Securing the cloud – part B

A recent article from MIT’s Technology Review discussed cloud security (“Security in the Ether”). Most of the article was on how many cloud servers are vulnerable to a particular hack that can uncover private data in server memory/cache. But a good portion of the article was on how to secure data in the cloud and the article discussed a couple of new ideas (to me at least):

• Securing cloud data access by using a key hierarchy – in this way a particular file/table/row could have a hierarchy of keys and thus, could have one master key for the whole datum and subset keys which would provide access to segments of the datum. As such, the patient could hold the master key to their electronic health records while their physicians held subset keys that would allow them to access diagnostic results and other information needed to treat the patient.
• Securing cloud data search by encrypting meta-data – in this way a search key could be encrypted and then the search could execute in the cloud against the encrypted meta-data.

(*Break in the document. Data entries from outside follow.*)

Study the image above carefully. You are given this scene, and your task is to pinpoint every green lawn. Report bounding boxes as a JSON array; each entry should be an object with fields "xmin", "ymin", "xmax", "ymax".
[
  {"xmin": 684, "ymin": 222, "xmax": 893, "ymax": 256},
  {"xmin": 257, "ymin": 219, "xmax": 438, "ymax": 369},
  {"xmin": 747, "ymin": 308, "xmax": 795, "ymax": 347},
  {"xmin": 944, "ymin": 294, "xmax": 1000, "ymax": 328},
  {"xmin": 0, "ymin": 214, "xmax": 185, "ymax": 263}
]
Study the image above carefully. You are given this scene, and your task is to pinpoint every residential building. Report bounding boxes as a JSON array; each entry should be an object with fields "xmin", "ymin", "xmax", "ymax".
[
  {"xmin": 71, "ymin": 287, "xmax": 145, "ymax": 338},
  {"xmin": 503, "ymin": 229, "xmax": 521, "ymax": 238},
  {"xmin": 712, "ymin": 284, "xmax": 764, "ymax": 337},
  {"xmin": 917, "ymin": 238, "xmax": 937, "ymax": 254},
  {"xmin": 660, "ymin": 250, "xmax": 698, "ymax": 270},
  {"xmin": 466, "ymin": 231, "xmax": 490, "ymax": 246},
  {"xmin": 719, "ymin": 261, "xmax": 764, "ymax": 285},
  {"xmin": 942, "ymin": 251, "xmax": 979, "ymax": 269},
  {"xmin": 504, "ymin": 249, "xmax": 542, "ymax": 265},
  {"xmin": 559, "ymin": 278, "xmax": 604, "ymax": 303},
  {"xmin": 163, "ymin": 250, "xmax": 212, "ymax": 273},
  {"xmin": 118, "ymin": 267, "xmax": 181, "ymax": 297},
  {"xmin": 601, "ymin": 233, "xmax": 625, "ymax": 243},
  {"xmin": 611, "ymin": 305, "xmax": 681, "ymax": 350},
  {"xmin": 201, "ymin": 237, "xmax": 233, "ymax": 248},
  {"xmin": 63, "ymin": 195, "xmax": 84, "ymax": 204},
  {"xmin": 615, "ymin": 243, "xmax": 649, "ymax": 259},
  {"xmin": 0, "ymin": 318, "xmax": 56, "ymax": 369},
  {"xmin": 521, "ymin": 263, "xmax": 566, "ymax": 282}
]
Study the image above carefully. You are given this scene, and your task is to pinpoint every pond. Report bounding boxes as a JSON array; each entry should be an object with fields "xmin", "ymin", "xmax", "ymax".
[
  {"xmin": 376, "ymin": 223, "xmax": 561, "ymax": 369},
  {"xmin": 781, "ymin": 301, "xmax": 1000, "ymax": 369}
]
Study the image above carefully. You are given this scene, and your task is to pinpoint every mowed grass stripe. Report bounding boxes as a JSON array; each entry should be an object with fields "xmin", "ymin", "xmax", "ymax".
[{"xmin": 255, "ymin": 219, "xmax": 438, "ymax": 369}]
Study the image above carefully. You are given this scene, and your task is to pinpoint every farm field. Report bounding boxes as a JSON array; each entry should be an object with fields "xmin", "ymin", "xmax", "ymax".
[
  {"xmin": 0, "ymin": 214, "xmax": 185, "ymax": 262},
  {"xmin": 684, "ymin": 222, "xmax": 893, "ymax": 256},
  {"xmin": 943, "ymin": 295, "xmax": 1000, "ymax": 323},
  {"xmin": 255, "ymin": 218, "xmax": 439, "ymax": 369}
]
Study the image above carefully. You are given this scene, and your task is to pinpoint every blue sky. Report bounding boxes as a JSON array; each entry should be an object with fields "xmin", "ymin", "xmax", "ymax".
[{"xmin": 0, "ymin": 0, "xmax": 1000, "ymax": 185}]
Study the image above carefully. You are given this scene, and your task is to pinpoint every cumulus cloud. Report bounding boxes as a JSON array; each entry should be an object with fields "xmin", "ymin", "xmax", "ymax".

As such, meta data and search keys would need to be encrypted in a static fashion so that they would always encrypt to the same cipher text but this could be done with an MD5 hash. Not sure how this might help sorting but it’s certainly a step in the right direction as searches could be performed completely secure while using cloud resources. Subsequent search results could then be easily delivered back to the end user for decryption and use.
• Securing cloud data manipulation by using “ideal lattice” calculations on encrypted data – in this way mathematical manipulations of encrypted data are possible and can be extracted from the cloud for decryption and use. As such, data queries using arithmetic functions such as summing a column of cloud data, can be completely secured and the resultant summation delivered outside the cloud. How this works is beyond me and the mathematics are said to be a bit cumbersome but, it’s still early and may someday become a viable approach.

It seems to me most of this goes way beyond the data archive I would envision for the cloud. With such encryption techniques one could conceivably host one’s data center applications in the cloud and/or use the cloud to serve as data storage for all applications. While this may be the ultimate goal for the cloud it still seems a way off.

So what mathematical functions can be accomplished using an “ideal lattice”?